I have a data asset in azure machine learning. This is of type folder and the folder contains 4 different files with different schemas. when I consume this data asset in the azure ML notebook, it treats the different files as partitions and messes up the schema. I want to select individual files while pulling into the notebook.
I tried to pass the file name as a parameter in the path variable as shown below:
import mltable
from azure.ai.ml import MLClient
from azure.identity import DefaultAzureCredential
ml_client = MLClient.from_config(credential=DefaultAzureCredential())
data_asset = ml_client.data.get("data_asset_name", version="1")
path = {
'folder': data_asset.path + "file_name.csv"
tbl = mltable.from_delimited_files(paths=[path])
df = tbl.to_pandas_dataframe()
But this gives the following error:
Error Code: ScriptExecution.StreamAccess.NotFound
Native Error: Dataflow visit error: ExecutionError(StreamError(NotFound))
=> Failed with execution error: error in streaming from input data sources
Error Message: The requested stream was not found.
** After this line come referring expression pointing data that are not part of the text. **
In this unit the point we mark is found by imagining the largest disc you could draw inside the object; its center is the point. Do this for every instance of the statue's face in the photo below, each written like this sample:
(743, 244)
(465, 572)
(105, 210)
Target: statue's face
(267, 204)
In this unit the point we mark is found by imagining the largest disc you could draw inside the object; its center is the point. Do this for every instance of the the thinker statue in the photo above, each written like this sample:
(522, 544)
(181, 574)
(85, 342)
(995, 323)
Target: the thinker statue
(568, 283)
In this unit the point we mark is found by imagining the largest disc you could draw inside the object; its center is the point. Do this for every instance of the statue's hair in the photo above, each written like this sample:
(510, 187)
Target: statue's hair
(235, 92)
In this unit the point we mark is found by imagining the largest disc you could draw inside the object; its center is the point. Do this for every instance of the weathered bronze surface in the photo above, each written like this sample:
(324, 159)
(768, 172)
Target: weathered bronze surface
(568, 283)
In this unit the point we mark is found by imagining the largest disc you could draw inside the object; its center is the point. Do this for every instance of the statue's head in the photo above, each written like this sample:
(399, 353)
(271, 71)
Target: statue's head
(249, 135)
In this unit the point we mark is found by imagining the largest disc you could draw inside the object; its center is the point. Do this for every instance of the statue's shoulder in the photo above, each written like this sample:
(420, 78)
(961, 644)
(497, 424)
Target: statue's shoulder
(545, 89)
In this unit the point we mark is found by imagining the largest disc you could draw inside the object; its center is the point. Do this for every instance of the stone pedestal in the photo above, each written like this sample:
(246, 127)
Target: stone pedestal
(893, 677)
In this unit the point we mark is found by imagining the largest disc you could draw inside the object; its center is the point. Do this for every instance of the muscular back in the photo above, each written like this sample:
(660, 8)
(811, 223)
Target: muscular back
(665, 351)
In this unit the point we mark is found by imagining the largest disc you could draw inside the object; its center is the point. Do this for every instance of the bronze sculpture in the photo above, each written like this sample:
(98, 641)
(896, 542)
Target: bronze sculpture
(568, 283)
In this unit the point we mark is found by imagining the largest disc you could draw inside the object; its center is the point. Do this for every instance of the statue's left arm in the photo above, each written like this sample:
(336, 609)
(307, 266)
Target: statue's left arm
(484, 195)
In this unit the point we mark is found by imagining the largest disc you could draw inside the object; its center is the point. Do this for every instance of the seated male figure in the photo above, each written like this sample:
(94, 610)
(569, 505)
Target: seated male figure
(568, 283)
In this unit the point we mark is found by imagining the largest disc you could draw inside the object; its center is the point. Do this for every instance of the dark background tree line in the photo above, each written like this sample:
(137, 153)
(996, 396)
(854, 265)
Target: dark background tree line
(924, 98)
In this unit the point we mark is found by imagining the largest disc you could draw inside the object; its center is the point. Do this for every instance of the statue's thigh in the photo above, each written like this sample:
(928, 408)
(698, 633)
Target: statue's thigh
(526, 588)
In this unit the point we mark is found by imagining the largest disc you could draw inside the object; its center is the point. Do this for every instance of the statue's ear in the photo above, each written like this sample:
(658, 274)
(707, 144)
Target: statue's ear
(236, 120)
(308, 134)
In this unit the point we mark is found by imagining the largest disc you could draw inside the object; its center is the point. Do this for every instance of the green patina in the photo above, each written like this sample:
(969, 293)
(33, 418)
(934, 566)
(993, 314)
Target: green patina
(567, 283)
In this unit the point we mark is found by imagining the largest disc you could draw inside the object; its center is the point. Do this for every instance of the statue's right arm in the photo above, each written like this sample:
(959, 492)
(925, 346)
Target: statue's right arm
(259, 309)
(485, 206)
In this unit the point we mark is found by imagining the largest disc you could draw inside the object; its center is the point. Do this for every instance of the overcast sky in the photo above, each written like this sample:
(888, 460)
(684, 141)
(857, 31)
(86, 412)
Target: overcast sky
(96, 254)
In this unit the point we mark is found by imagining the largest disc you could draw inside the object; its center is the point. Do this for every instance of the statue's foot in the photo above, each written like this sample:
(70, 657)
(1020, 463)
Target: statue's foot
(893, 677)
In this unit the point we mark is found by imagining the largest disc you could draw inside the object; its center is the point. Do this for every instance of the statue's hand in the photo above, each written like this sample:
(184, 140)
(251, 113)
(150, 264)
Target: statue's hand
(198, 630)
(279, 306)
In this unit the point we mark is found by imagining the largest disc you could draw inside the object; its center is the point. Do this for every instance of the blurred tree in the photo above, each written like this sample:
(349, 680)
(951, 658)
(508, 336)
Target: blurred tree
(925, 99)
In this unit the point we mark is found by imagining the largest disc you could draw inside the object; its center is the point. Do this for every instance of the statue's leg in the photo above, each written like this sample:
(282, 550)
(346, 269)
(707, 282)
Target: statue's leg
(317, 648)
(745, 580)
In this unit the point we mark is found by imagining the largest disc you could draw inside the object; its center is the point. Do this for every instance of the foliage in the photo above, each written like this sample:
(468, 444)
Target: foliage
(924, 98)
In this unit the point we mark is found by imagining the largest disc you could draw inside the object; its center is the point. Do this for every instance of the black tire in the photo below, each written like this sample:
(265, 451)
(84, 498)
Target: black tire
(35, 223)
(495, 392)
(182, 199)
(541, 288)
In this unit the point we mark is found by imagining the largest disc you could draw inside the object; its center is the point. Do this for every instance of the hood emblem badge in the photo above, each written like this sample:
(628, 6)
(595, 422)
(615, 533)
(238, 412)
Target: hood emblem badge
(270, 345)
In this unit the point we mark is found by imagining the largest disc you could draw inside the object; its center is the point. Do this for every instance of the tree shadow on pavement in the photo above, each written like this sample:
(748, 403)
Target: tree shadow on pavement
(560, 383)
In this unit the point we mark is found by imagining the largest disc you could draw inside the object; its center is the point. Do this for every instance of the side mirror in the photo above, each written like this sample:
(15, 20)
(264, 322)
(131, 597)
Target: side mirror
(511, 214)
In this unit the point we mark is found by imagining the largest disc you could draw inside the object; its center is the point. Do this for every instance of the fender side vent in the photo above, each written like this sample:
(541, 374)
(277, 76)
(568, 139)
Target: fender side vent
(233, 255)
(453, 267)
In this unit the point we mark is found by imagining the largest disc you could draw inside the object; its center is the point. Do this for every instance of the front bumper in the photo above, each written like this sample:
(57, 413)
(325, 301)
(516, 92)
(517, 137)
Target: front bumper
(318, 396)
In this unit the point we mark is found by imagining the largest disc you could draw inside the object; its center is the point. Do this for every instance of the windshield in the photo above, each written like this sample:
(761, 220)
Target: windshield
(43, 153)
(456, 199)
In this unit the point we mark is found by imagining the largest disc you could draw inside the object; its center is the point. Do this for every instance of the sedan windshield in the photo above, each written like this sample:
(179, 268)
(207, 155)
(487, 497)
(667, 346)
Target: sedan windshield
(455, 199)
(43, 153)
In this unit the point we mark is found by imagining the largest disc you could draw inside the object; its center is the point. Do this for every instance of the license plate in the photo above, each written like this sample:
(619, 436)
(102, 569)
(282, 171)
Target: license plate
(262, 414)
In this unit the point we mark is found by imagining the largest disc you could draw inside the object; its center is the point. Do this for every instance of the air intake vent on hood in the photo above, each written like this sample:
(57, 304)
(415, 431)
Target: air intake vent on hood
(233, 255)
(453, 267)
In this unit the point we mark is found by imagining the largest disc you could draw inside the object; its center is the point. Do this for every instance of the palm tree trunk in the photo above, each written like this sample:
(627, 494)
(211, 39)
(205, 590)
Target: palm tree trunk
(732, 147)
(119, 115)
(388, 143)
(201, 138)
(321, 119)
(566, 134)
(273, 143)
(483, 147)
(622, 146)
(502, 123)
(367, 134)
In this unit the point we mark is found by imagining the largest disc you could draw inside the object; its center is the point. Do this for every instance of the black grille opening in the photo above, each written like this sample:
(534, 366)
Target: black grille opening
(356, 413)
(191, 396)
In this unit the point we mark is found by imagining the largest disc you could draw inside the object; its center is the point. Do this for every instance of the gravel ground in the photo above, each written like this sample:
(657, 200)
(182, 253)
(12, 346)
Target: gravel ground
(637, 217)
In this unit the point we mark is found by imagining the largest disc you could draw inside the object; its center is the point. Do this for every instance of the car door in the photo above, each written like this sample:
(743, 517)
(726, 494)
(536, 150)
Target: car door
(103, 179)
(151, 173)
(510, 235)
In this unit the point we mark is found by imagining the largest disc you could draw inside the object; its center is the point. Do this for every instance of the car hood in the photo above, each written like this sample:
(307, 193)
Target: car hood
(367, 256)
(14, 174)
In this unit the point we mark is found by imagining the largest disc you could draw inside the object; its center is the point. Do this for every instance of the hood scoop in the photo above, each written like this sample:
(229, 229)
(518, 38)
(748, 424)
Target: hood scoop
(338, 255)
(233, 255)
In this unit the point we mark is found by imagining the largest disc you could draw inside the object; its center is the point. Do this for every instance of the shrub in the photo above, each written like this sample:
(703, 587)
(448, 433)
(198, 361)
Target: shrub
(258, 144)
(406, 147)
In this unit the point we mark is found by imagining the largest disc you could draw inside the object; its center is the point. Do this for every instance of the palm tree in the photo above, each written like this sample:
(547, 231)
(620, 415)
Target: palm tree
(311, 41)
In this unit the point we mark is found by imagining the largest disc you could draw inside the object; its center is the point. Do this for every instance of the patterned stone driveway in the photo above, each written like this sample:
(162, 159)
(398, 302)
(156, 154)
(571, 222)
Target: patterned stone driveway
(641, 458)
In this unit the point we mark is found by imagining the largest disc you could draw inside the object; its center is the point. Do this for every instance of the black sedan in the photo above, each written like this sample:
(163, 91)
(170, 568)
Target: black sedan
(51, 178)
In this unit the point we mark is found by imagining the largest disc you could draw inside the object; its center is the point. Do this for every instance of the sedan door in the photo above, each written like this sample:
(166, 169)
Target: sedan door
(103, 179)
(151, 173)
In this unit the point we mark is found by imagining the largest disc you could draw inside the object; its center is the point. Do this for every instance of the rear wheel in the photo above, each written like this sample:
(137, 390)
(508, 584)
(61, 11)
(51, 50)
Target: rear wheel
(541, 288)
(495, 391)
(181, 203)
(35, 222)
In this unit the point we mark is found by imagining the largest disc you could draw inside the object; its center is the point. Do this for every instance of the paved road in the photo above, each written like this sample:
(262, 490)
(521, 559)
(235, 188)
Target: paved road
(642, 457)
Please make sure the request uri is correct.| session_id= <some id>
How do I pull in individual files?
According to this documentation from_delimited_files
supports paths with
files or folders with local or cloud paths
So, when you want to read files mention file
in dictionary, if it is folder then mention folder
Alter your code like below.
path = {
'file': data_asset.path + "winequality-white.csv"
tbl = mltable.from_delimited_files(paths=[path],delimiter=';')
df = tbl.to_pandas_dataframe()